# SDHC file recovery (CR2/XP)



## Dallmeyer (May 6, 2010)

Just got a weird error when i inserted my card. Card not formatted for camera. So like an idiot i just pressed format. Then realised i hadn't copied my pics to a desktop folder. Luckily it wasn't a deep format and the card hasnt been used since i did this (5 minutes ago). Anyone recommend a freeware recovery app? I have a few here that i'm going to try out but they are trials and won't suprise me to find in the end i can't complete the task without buying a key or something.

P.s - it was a weird error because the card wasn't formatted AFAIK in XP prior to this occuring.


----------



## Derrel (May 6, 2010)

A lot of SanDisk media comes with a mini-cd that has a pretty good free file recovery application with it. I've had to use it several times,and it does a pretty good job at recovering files. Sorry to hear about your incident.


----------



## Dallmeyer (May 6, 2010)

Thanks for that. Maybe it can be found online also. I just ran Photo-one trial. Now trying something called DDR (trial).


I'll post an update if anything useful transpires. Thanks Derrel!


----------



## Dallmeyer (May 6, 2010)

I think i just found the software again on google: ZAR - zero assumption recovery.
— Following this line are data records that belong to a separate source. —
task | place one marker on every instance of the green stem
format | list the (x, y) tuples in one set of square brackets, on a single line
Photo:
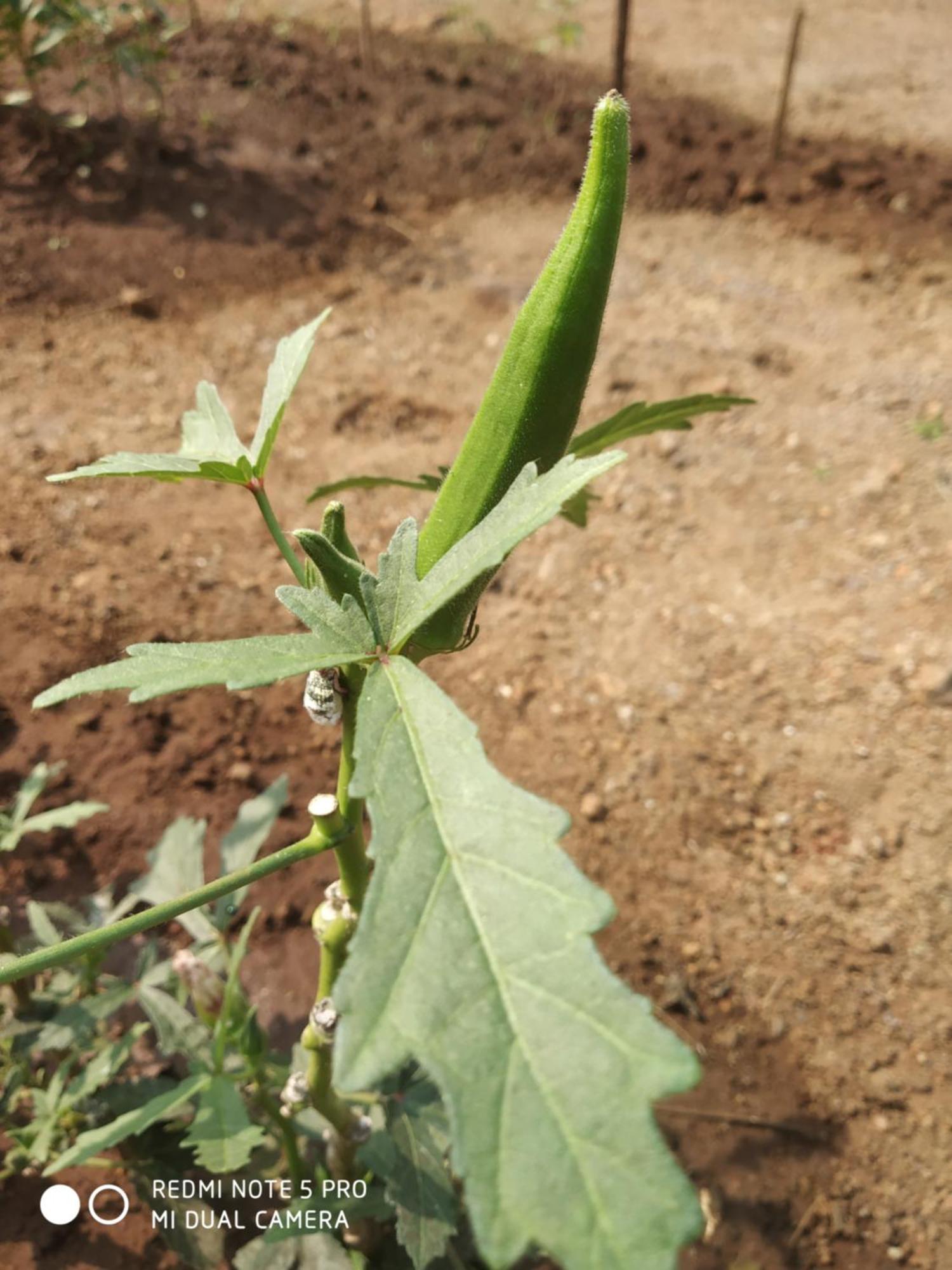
[(352, 852), (286, 1133), (271, 520), (22, 991), (45, 959)]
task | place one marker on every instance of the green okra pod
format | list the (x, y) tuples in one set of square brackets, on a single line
[(532, 404)]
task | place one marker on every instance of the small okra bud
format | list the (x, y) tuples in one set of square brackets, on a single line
[(532, 404), (206, 987), (295, 1094), (323, 700), (324, 1019), (334, 529)]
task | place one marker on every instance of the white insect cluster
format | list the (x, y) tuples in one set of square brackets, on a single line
[(323, 700)]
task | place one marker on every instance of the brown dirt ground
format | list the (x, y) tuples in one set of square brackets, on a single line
[(744, 662)]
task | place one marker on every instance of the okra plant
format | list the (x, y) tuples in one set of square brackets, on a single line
[(466, 1037)]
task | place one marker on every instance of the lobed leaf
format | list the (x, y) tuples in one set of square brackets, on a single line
[(291, 358), (221, 1132), (643, 418), (474, 957), (130, 1125), (246, 839), (177, 1031), (426, 481), (406, 604), (152, 670), (178, 867), (411, 1155), (211, 449)]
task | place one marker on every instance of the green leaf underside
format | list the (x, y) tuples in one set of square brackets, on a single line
[(152, 670), (246, 839), (426, 481), (177, 867), (176, 1029), (411, 1158), (342, 633), (211, 449), (221, 1132), (130, 1125), (643, 418), (406, 604), (291, 358), (475, 959)]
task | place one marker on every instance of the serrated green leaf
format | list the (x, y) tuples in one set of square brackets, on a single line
[(74, 1023), (177, 866), (209, 432), (291, 358), (337, 487), (103, 1067), (474, 956), (152, 670), (643, 418), (41, 924), (62, 817), (246, 839), (167, 468), (177, 1031), (32, 788), (130, 1125), (221, 1132), (576, 510), (210, 450), (406, 604), (345, 625), (411, 1156)]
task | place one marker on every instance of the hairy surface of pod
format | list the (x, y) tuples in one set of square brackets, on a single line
[(532, 404)]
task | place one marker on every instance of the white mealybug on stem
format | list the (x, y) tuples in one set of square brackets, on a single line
[(322, 698), (295, 1094), (324, 1018)]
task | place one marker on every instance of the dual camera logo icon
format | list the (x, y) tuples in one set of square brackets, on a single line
[(60, 1205)]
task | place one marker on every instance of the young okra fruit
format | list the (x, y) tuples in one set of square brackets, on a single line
[(466, 1037)]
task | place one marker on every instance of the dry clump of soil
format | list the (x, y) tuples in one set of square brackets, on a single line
[(281, 156)]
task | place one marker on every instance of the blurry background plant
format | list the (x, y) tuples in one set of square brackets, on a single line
[(106, 44), (166, 1062)]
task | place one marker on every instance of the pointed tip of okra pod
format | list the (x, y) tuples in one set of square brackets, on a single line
[(615, 102)]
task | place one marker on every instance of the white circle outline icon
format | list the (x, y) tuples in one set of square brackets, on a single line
[(109, 1221), (60, 1205)]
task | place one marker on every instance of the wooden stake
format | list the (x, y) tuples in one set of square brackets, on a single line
[(793, 53), (366, 36), (621, 44)]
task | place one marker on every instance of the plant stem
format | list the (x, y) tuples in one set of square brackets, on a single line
[(22, 991), (352, 852), (276, 531), (45, 959), (286, 1133)]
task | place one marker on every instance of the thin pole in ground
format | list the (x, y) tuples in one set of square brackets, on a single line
[(366, 36), (621, 44), (789, 67)]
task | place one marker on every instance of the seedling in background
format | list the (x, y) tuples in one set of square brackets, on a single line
[(459, 982)]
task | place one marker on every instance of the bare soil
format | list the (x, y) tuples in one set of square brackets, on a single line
[(738, 680)]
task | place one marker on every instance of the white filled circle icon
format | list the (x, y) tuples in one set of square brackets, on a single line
[(60, 1205)]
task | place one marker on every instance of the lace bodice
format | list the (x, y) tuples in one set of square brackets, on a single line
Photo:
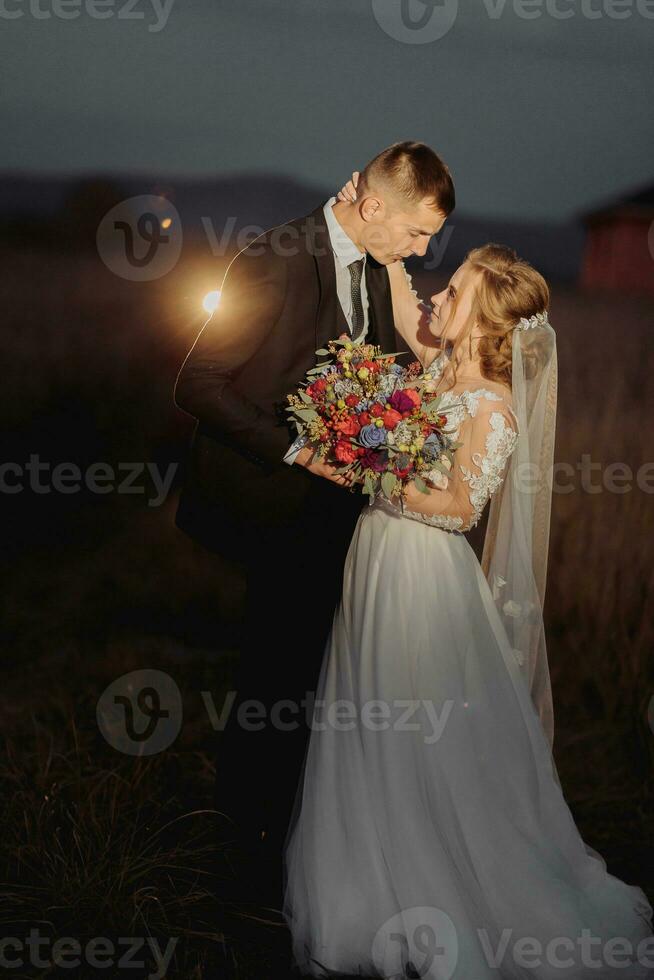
[(483, 422)]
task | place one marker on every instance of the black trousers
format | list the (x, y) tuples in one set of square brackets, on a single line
[(294, 583)]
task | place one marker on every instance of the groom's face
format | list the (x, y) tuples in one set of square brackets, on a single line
[(394, 230)]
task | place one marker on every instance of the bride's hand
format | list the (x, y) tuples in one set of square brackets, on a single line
[(348, 194), (414, 499)]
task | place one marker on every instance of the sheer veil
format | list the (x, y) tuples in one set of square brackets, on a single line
[(516, 545)]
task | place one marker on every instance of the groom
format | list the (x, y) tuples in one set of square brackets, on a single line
[(287, 520)]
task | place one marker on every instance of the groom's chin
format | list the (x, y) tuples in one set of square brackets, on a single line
[(377, 260)]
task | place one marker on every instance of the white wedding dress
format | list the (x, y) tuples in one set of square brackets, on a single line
[(430, 837)]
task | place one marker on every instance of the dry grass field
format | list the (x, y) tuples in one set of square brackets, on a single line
[(97, 843)]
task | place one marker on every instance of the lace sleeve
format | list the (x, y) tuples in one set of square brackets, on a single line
[(488, 436), (411, 315)]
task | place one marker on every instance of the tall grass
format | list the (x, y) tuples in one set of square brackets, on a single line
[(95, 843)]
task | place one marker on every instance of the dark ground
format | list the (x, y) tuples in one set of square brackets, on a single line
[(96, 842)]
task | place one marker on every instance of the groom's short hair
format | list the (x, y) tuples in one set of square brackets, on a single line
[(413, 172)]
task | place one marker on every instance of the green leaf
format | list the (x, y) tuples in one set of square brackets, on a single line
[(389, 481), (370, 485), (306, 414)]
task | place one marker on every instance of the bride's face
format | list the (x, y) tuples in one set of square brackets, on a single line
[(453, 305)]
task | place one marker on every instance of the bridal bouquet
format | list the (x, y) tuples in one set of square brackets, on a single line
[(362, 412)]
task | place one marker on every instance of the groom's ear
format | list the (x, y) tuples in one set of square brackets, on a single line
[(370, 207)]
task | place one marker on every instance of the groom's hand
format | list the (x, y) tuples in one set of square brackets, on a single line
[(328, 472)]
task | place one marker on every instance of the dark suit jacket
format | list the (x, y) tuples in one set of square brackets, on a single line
[(278, 306)]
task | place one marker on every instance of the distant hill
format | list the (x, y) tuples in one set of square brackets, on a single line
[(62, 212)]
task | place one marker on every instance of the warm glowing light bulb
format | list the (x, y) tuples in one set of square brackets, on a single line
[(211, 300)]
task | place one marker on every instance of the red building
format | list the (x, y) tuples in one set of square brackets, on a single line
[(619, 250)]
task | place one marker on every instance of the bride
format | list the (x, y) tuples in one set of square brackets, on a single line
[(430, 837)]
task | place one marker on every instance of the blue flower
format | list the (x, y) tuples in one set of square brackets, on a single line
[(372, 436), (433, 446)]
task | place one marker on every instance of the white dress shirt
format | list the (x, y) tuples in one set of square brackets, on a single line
[(345, 252)]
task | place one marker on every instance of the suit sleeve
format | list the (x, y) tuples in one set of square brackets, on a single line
[(252, 299)]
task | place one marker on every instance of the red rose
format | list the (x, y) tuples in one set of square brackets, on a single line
[(391, 418), (317, 388), (344, 452), (348, 427)]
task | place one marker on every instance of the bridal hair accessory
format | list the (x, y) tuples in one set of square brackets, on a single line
[(538, 320)]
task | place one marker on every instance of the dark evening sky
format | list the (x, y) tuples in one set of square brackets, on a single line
[(541, 107)]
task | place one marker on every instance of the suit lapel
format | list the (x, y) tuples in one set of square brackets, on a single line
[(381, 311), (330, 319)]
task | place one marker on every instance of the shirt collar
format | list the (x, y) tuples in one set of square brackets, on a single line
[(344, 248)]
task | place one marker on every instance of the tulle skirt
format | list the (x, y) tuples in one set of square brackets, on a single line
[(430, 837)]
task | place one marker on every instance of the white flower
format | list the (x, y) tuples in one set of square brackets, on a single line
[(512, 608), (437, 479), (498, 582)]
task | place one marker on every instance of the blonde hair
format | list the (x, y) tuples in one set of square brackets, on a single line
[(507, 289)]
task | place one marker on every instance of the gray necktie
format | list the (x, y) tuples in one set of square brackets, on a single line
[(356, 274)]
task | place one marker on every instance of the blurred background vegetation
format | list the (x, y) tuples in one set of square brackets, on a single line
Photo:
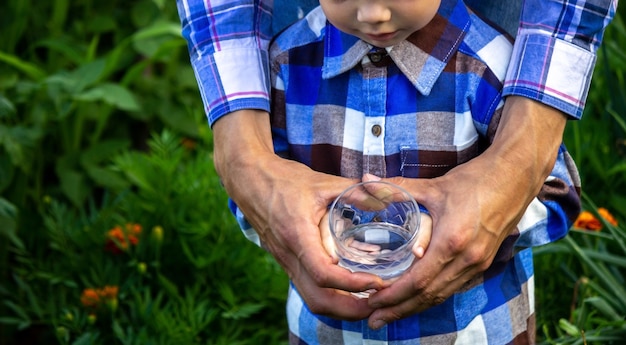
[(114, 227)]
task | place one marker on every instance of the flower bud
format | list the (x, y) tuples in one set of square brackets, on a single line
[(142, 268), (62, 333), (157, 234), (112, 304)]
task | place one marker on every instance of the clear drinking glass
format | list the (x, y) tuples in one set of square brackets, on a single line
[(374, 226)]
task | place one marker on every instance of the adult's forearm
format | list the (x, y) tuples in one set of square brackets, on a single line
[(240, 139), (526, 143)]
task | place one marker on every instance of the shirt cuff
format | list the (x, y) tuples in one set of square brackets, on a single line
[(549, 70), (231, 80)]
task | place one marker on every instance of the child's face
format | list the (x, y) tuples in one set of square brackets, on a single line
[(382, 23)]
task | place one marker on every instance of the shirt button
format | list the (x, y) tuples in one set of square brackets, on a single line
[(376, 57), (376, 130)]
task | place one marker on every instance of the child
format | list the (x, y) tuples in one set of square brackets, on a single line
[(410, 88)]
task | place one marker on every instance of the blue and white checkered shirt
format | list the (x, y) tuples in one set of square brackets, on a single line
[(416, 110), (552, 62)]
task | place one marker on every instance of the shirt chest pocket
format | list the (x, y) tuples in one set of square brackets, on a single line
[(434, 161)]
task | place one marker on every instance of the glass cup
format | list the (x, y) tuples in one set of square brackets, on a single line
[(374, 226)]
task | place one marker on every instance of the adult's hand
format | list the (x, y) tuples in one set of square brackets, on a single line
[(284, 201), (474, 207)]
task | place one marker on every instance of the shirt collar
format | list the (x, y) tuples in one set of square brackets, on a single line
[(421, 57)]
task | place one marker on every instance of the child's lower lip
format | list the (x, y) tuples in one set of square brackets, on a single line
[(382, 37)]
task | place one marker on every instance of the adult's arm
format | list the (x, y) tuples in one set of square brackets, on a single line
[(283, 201), (477, 205)]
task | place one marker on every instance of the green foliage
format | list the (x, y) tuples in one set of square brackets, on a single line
[(84, 86), (99, 115), (580, 280), (190, 278), (98, 81)]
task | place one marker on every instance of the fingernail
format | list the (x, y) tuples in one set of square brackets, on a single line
[(371, 177), (378, 324)]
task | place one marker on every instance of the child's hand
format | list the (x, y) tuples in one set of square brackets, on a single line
[(423, 236)]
See if i can get a result with this...


----------



## Dallmeyer (May 6, 2010)

Success! Got all 377 back off a 4GB card as tiffs (11.3mb each) CR2 would've been nice ..but beggars can't be choosers eh!


----------



## Derrel (May 6, 2010)

Yeah...I had the same problem/result a few summers ago when I accidentally deleted a CF card full of Canon .CR2 files...I got them back as .TIF files...still, better than nothing.


----------



## Dallmeyer (May 6, 2010)

thanks for following the progress! I need to geta grip with my archiving. I have a system but i slobbed out in the last few days. I do batch renames in Faststone into individual folders by day/location. Then i make a backup of that too as an archive. I've been looking at these 320gig or 500 - 1TB external drives but i'm scared to be honest of having so many eggs in one basket! 500gigs would be like .. 1 or 2 month's shots maybe. I bought a 2GB stick today to make an external backup of at least my favourite CR2 thus far. I'm thinking in terms of having lots of 2GB sticks rather than a huge external...(maybe someday i can also afford to get a 1TB as yet another safety net! in addition to the sticks and the 2 backups on my crapbook's hard-drive).


----------



## Dallmeyer (May 6, 2010)

Have i thought this through properly $10 a stick ..?? I guess 2Gb is ok per week if i'm sorting through for the keepers. hmmm.


----------



## j-dogg (Jun 13, 2010)

This happened to me once, my best friend accidentally deleted everything we shot one day because an old pic of her was on the card, I DL'ed some program and 50 dollars later got everything back.


----------